Görlitz se convirtió así en un punto de inflexión para quienes sabemos y padecemos de los intentos y fracasos integracionistas en este lado del mundo. El gobierno de Chávez le ha infundido tales kilometrajes de retroceso que la mayor de las angustias radica en quedarnos minimizados y desfigurados en un futuro, ante países como Polonia, Eslovenia o Lituania, por citar a tres de los nuevos miembros de la Unión Europea. Pudimos observar y comparar de cerca las huellas de lo que fue la Alemania y la Polonia comunistas, incluyendo un diálogo conmovedor y provechoso con Hildigund Neubert o la fundación que labora en el auxilio de las víctimas del viejo régimen, así como en la no menos necesaria tarea de preservación de la memoria sobre lo que significó e hizo la dictadura.
Sobran los ejemplos en el mundo entero de lo que razonablemente debe y puede hacerse frente a las locuras que genera el poder dictatorial. No significa renunciar a los sueños que constatemos que Corea del Sur supera infinitamente a Corea del Norte, regida por un dictador hereditario con estampa de rockero ya jubilado y cuya preocupación estelar está en fabricar una bomba atómica.
EJERCICIO DE FRIVOLIDAD
Visité a un amigo de muchos años, propietario de un “cibercafé”, lugar muy apropiado para que comunicólogos, psicólogos, sociólogos y politólogos hagan un esfuerzo útil de reflexión. Uno de los clientes, apenas conocedor de la pc (o máquina, como solemos decir), incomodaba en demasía por su intento de enviar una fotografía y mecanografiar un mensaje destinado a unas páginas que, en nombre de la amistad, sirven casi como de anuncios clasificados para ejercitar la frivolidad.

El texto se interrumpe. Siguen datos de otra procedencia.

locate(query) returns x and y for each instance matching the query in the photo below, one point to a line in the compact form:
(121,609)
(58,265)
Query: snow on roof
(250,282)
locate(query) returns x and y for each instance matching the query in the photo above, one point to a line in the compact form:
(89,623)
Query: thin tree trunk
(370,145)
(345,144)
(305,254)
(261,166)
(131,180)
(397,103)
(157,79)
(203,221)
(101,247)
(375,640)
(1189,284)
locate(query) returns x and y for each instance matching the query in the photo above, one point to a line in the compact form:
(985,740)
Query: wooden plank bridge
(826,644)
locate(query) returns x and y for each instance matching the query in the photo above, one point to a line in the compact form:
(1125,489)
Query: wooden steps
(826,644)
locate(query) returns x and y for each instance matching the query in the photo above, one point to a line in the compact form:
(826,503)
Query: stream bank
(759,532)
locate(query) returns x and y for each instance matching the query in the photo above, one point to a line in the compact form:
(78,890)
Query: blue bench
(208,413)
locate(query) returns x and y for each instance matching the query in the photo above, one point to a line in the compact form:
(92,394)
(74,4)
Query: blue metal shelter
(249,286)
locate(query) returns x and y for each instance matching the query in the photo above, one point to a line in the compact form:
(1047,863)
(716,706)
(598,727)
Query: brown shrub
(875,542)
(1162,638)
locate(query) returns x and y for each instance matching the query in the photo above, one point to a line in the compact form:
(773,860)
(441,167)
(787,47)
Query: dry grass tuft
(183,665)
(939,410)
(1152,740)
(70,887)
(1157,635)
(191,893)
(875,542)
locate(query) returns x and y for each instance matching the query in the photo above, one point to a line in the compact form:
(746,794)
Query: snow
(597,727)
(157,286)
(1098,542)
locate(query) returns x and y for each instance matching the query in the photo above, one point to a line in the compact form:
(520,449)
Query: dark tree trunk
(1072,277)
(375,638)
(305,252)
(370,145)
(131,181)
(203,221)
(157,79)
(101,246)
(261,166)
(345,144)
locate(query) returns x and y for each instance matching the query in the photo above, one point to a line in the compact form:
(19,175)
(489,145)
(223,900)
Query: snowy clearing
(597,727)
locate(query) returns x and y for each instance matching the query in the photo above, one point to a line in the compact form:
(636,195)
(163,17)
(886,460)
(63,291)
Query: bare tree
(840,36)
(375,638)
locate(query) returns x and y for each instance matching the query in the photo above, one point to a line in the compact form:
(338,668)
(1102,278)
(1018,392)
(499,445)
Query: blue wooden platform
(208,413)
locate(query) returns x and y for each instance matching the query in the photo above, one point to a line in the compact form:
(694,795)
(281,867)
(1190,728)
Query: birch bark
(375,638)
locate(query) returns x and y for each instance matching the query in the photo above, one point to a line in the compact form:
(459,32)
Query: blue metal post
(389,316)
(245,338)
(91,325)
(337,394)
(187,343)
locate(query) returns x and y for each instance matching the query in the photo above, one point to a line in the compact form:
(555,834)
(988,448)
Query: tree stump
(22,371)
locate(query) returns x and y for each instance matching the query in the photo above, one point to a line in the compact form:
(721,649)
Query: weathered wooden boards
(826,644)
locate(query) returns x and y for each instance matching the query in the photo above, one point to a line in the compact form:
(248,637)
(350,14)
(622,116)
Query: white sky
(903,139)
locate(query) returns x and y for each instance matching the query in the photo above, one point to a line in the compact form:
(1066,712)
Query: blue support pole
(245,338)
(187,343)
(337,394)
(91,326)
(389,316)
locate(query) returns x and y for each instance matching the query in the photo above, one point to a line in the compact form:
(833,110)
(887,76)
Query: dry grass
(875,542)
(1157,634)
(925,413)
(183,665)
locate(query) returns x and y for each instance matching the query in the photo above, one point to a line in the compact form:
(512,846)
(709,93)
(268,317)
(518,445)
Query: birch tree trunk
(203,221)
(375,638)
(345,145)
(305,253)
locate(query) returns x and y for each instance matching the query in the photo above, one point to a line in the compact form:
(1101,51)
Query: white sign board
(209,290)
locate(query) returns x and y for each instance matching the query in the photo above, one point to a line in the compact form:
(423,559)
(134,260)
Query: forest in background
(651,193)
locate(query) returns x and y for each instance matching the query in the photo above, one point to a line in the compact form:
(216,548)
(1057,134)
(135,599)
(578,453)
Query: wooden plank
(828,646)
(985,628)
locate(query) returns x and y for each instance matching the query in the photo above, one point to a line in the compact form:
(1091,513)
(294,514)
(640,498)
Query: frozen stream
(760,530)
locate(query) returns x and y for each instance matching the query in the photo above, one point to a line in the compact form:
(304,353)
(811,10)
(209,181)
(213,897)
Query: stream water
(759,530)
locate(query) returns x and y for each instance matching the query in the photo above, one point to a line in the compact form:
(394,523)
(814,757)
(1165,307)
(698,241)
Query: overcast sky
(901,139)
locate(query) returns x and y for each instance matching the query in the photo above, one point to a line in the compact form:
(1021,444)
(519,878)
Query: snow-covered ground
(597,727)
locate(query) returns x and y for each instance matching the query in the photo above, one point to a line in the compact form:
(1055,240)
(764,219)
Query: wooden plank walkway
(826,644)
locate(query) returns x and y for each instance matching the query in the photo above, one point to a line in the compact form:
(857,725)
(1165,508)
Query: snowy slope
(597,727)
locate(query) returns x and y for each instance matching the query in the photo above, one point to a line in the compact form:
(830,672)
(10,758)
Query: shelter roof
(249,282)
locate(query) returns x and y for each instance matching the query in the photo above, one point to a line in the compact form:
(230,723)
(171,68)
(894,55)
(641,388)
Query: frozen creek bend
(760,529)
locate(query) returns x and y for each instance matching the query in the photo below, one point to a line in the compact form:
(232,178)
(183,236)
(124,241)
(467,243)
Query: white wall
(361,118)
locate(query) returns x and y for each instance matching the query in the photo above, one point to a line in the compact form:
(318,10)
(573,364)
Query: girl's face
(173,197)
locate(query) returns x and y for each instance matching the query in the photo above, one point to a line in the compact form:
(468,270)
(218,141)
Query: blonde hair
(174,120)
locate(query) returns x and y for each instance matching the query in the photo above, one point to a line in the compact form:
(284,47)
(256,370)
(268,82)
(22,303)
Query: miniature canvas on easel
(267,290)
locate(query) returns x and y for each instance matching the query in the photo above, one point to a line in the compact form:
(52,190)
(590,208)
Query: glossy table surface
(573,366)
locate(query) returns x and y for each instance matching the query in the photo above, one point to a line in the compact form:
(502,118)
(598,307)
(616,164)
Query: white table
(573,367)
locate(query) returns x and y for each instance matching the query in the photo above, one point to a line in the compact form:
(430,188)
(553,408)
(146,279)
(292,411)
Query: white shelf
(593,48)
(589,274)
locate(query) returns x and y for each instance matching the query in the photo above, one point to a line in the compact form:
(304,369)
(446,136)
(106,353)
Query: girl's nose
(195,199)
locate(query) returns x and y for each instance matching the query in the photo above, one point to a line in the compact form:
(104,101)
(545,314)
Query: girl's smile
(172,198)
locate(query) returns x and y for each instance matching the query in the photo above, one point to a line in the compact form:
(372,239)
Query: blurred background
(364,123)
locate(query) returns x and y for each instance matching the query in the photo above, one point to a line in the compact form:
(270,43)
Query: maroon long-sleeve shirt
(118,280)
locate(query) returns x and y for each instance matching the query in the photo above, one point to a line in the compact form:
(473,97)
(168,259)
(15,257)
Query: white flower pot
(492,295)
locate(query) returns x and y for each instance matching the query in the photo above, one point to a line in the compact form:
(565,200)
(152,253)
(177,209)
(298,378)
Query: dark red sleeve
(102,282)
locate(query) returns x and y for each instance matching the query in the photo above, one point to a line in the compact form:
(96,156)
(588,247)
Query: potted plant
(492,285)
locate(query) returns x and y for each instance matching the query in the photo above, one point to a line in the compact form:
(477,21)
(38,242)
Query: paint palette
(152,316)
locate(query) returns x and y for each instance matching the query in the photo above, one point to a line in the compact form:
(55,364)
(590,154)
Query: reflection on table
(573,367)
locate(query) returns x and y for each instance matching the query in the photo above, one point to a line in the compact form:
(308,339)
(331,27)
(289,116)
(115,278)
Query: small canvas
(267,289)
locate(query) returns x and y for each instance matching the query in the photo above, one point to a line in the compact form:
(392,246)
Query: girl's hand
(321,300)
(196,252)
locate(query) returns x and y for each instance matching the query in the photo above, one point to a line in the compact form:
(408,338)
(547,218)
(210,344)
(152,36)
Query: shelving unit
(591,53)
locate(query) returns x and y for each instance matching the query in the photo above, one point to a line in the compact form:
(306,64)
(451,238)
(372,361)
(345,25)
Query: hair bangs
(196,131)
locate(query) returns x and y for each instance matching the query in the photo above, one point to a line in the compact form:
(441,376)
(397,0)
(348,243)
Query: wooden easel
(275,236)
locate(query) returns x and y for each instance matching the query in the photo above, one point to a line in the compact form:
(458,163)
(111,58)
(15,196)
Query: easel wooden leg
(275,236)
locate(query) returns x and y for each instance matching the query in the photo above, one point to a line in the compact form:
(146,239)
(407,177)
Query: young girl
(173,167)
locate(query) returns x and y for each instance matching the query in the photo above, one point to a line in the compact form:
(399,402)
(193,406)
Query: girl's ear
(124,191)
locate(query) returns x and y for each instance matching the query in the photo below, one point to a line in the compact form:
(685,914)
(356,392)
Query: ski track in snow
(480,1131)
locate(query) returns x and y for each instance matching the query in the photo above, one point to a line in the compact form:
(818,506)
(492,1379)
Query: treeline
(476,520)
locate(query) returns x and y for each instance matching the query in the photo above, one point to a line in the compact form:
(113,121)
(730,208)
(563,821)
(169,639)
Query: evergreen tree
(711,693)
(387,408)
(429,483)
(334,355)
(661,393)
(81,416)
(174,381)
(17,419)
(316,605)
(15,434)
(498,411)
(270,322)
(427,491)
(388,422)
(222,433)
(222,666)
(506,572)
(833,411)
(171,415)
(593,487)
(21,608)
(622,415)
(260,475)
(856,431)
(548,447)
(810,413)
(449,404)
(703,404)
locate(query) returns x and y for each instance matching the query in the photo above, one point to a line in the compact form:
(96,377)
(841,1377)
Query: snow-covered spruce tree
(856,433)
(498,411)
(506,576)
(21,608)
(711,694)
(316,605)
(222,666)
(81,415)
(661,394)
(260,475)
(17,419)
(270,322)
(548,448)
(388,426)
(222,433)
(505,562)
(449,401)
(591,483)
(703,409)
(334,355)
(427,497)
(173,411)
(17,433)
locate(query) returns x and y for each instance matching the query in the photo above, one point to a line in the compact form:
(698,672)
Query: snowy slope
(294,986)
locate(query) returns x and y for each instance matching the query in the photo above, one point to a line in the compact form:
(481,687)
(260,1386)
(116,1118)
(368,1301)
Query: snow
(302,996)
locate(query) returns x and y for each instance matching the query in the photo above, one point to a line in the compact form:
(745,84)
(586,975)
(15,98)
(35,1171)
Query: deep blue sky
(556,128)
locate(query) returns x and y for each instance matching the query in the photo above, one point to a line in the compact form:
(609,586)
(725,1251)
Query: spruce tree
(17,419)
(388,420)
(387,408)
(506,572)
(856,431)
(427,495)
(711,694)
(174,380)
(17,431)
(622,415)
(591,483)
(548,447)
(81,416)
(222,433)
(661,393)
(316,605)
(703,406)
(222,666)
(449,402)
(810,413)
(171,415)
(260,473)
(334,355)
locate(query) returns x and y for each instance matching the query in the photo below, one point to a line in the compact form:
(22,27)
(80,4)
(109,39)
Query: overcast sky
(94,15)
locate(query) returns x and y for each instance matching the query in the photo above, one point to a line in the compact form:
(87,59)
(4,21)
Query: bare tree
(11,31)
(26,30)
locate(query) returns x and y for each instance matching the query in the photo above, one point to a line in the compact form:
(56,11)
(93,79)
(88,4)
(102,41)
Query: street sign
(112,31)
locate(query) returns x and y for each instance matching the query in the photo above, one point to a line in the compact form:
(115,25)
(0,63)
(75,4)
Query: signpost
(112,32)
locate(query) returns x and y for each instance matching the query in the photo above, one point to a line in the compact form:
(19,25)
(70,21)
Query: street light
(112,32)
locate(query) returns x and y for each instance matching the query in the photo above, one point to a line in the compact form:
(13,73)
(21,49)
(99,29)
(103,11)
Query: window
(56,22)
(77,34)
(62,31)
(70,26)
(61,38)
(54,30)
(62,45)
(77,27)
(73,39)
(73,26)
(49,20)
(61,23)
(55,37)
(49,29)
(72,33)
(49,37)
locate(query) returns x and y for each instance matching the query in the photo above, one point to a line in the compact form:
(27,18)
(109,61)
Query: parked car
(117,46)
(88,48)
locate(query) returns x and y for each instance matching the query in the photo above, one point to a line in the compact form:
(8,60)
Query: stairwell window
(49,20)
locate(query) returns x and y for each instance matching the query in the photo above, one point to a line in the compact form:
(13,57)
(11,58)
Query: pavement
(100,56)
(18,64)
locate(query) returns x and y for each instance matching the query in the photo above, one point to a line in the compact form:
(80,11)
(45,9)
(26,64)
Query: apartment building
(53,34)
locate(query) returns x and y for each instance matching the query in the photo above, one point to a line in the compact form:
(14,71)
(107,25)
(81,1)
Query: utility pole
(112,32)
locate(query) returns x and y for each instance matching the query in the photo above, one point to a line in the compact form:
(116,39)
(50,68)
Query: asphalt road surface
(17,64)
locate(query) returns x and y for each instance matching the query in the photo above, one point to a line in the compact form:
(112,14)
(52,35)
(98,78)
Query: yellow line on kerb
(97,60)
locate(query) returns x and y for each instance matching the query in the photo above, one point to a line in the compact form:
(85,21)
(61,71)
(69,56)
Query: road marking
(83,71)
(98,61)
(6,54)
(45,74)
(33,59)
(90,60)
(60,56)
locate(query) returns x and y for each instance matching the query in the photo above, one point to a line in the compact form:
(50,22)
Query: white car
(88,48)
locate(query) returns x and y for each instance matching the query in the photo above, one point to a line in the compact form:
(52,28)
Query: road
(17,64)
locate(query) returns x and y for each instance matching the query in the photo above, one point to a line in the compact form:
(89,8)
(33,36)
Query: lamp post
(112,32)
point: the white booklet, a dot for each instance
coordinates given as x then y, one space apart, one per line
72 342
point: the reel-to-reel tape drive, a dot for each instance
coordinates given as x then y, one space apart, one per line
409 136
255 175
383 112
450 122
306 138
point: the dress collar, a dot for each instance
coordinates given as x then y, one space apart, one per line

Por supuesto, inevitablemente invadimos su privacidad porque no supo de las rudimentarias tareas de colocación de su foto y el registro de sus señas zodiacales y demás aficiones. Colocación y registro que no se compadecían con su estampa ni la calidad de los argumentos esgrimidos para quien –seguramente- el modelaje a los 20 o 22 años es una quimera apreciable.
Y, también inevitable, el aparente desenfado del joven, según el cánon impuesto por la moda, nos hizo meditar: mientras el muchacho del cibercafé realiza sus ejercicios, a la misma hora otro auténticamente más desenfadado estará en Estados Unidos, Europa, Asia o acá mismo en Venezuela, hurgando a fondo la computadora para arrancarle sus secretos o desarmando una web compleja para humorizarla, afinando una argumentación jurídica o ajustando ingeniosamente una tubería de agua, ejecutando un instrumento musical o liderizando una jornada de protesta con talento, encestando, pateando o lanzando brillantemente una pelota.